Bislin's distance calculator (http://walter.bislins.ch/bloge/index.asp?page=Creating+Flight+Plans+for+Flat+Earth) gives the GE distance between Nazas ( N ) and the Moon's zenith point (Z) as 2198.943116 km (N = 25.2896, -104.1420 and Z = 7.9000, -94.2667). This gives the angle α = 19.775571°. In addition, TimeAndDate reports that the Moon's altitude was β = 69.88°.

With this information we can calculate the distance to the Moon. In my calculation, I got the distance to be 358194 km (see picture). The correct value is approx. 384400 km, so the result is of the same order of magnitude.




The calculation is very sensitive to the altitude value. For example, with the value β = 69.90°, we would get a distance of approx. 380300 km. There can be inaccuracies and small errors in other starting data too.

In any case, this experiment shows (at least on a qualitative level) that the "ball model" gives consistent results. Of course, this does not convince FE-people, because the calculation assumes the "R-value" 6371 km. Let this excuse be a consolation to them.

 

[Pertti Niukkanen]

Is it possible that the Sun and the Moon orbit at the same (or almost the same) height above the flat Earth?

In an ingeniously simple experiment, Aristarchus of Samos (310 – 230 BC) determined the ratio of the distances of the Sun and the Moon. (Here you don't need to know the magnitudes of the distances.)

The experiment requires that the Sun and the Moon are visible in the sky at the same time and that the Moon's phase is exactly first or last quarter.



The diagram represents Aristarchus' idea. At Half Moon time, the angle SME is 90°. By measuring the angle α between the Sun and the Moon, the ratio x/y of the distances of the Sun and the Moon can be calculated. It is given by the formula x/y = 1/cosα.

A couple of examples:
α (°) –––––– x/y
60 ––––––– 2.0
70 ––––––– 2.9
80 ––––––– 5.8
85 –––––– 11.5
87 –––––– 19.1
88 –––––– 28.7
89 –––––– 57.3
89.85 ––– 382.0

According to current knowledge, the average distance of the Sun is 149,597,870 km and the Moon 384,400 km. With these values, the ratio x/y is approx. 389.2. This roughly corresponds to an angle α = 89.853°.

Aristarchus got the angle α = 87° in his experiment. This gives roughly the ratio of the distances x/y = 20 (cf. the table above). The correct ratio is about 390, so the result does not look very accurate. In any case, it shows that the Sun is much further away than the Moon. So the FE hypothesis of Sun and Moon at the same height is wrong.

Although the test is simple in principle, it is not so in practice. It must be done during the day, when the Moon is not very clearly visible. The biggest source of error in Aristarchus' experiment is the determination of the exact moment of Half Moon.

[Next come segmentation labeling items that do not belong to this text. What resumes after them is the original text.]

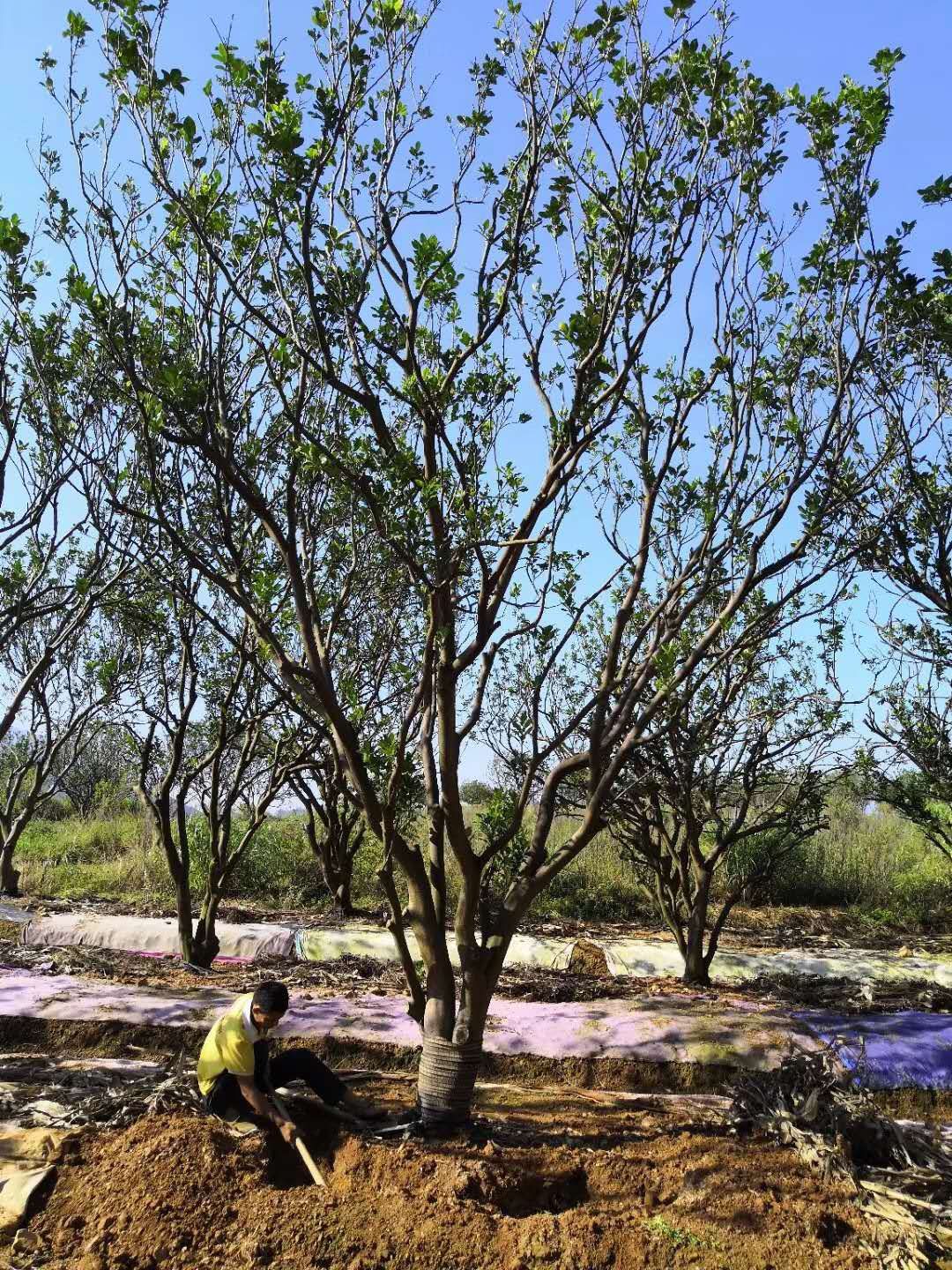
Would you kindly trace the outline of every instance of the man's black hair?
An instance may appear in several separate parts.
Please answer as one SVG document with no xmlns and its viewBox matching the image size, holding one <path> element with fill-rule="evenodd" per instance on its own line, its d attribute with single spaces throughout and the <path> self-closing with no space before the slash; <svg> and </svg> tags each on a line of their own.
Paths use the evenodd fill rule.
<svg viewBox="0 0 952 1270">
<path fill-rule="evenodd" d="M 251 1005 L 258 1006 L 265 1015 L 283 1015 L 288 1008 L 288 989 L 275 980 L 259 983 L 251 997 Z"/>
</svg>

I calculated that the error of 3 hours causes an error of more than 2 degrees in the angle α. This, in turn, can cause an error of up to one order of magnitude in the ratio x/y.

As far as I know, Aristarchus' test was not repeated in ancient times (perhaps precisely because of its difficulty). His results were still valid almost 2000 years later, e.g. Tycho Brahe:

"The implicit false solar parallax of slightly under three degrees was used by astronomers up to and including Tycho Brahe, c. AD 1600. Aristarchus pointed out that the Moon and Sun have nearly equal apparent angular sizes, and therefore their diameters must be in proportion to their distances from Earth." https://en.wikipedia.org/wiki/Aristarchus_of_Samos.

 

[AmberRobot]

That experiment requires that the moon’s light is reflected light from the sun off of a spherical object. Not all flat earthers (if any) seem to hold that opinion.